La Real Academia de la Lengua (RAE) no contribuye demasiado a aclararnos su significado, por ejemplo ofrece tres definiciones, una de ellas en clave positiva: “Estado de grata satisfacción espiritual y física”; mientras que otra lo hace como inexistencia de impedimento: “Ausencia de inconvenientes o tropiezos”. Seguramente es lógico no esperar mucho de los rectores del idioma castellano si se toma en cuenta la prolijidad con la que ha sido estudiada la felicidad desde la filosofía occidental, pasando por distintas disciplinas de las ciencias sociales, donde no hay que descartar las unidas a las reflexiones políticas. Cada quien con sus herramientas y metodologías pone en valor distintos elementos subjetivos o sociales para que se logre la felicidad o que alguien pueda afirmar que es feliz.
El atolladero que significa, como ya expresé, su definición se hace presente desde la filosofía clásica y sus diversas posiciones, coincidiendo con pensadores y las escuelas en las que se ha dividido la forma de enfrentar preocupaciones tan antiguas como presentes hoy. Tanto el placer epicúreo como la obtención de objetivos personales marcados por cada individuo, como defendieron los aristotélicos se encuentran en la actualidad como inquietudes o deseos, aunque bien pueden agregarse otros muchos que han caracterizado el pensamiento liberal desde la Ilustración. Y a ello habría que añadir los pensadores contrarios a cualquier tipo de sentimiento que considere la felicidad como una meta personal o social; además de todas aquellas diferencias propias, como ya dije, que atañen a la concepción de la persona establecida culturalmente por los distintos pueblos del ecúmene.
Tampoco hay que descartar que en los últimos años se ha convertido la felicidad en un ideal de múltiples proposiciones de autosatisfacción o realización personal, aspecto que se une a propuestas de carácter new age que mezclando diferentes denominaciones religiosas, rituales o de comprensión de la persona, venden las ilusiones de felicidad a través de mecanismos que permite el mercado en su expresión contemporánea.
El fárrago representado por las definiciones pasadas y presentes del concepto no impide reiterar que los seres humanos seguimos estando preocupados por esa deseada felicidad, aunque no siempre sea tangible o se esté conforme con la vida que tenemos o hemos elegido.
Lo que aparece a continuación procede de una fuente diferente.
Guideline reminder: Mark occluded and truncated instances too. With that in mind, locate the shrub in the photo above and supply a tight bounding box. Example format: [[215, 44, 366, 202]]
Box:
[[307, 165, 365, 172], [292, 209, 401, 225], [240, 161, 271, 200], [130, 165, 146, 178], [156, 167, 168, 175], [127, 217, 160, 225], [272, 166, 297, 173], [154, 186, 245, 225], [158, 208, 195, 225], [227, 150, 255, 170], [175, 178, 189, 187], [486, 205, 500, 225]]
Por tal motivo, sería bueno ser prudentes en nuestras metas cuando la felicidad es el destino vislumbrado, o tal vez añorado, y tener una cierta moderación a la hora de disfrutar de logros cotidianos o más duraderos. Por ello y como propone el Diccionario filosófico de André Comte-Sponville (Paidós, 2003), releído en mi caso a través de su paisano francés Luc Ferry, no estaría mal utilizar una “definición minimalista”, pero con los pies sobre la tierra, de felicidad. Ella es, desde esa perspectiva, “simplemente lo contrario de la desgracia”, esa ausencia de tropiezos que recordó arriba la RAE. Así, la felicidad no sería un “estado de satisfacción de sí completa y duradera, sino la sensación de que esta mañana no excluyo totalmente la posibilidad de la alegría, la posibilidad de que antes de que termine el día me habré cruzado con ella en algún momento”. Y qué mejor ejemplo que algo que nos suele suceder cotidianamente: “Será un café en armonía con un viejo amigo, un momento de gran creatividad, de amor con la mujer amada, la sonrisa de uno de mis hijos que ha aprobado un examen…”. Propuesta que no pretende alcanzar la dudosa felicidad a través de 20 pasos, pero donde se retoma el goce de los instantes cotidianos o, en su defecto, la ausencia de infelicidad. La sencillez de esos goces y disfrutes tal vez permitiría olvidar la excesiva elocuencia de objetivos imposibles de conseguir y nos conduzca a simplicidades más terrenales, por cotidianas, pero con seguridad de una fácil consecución.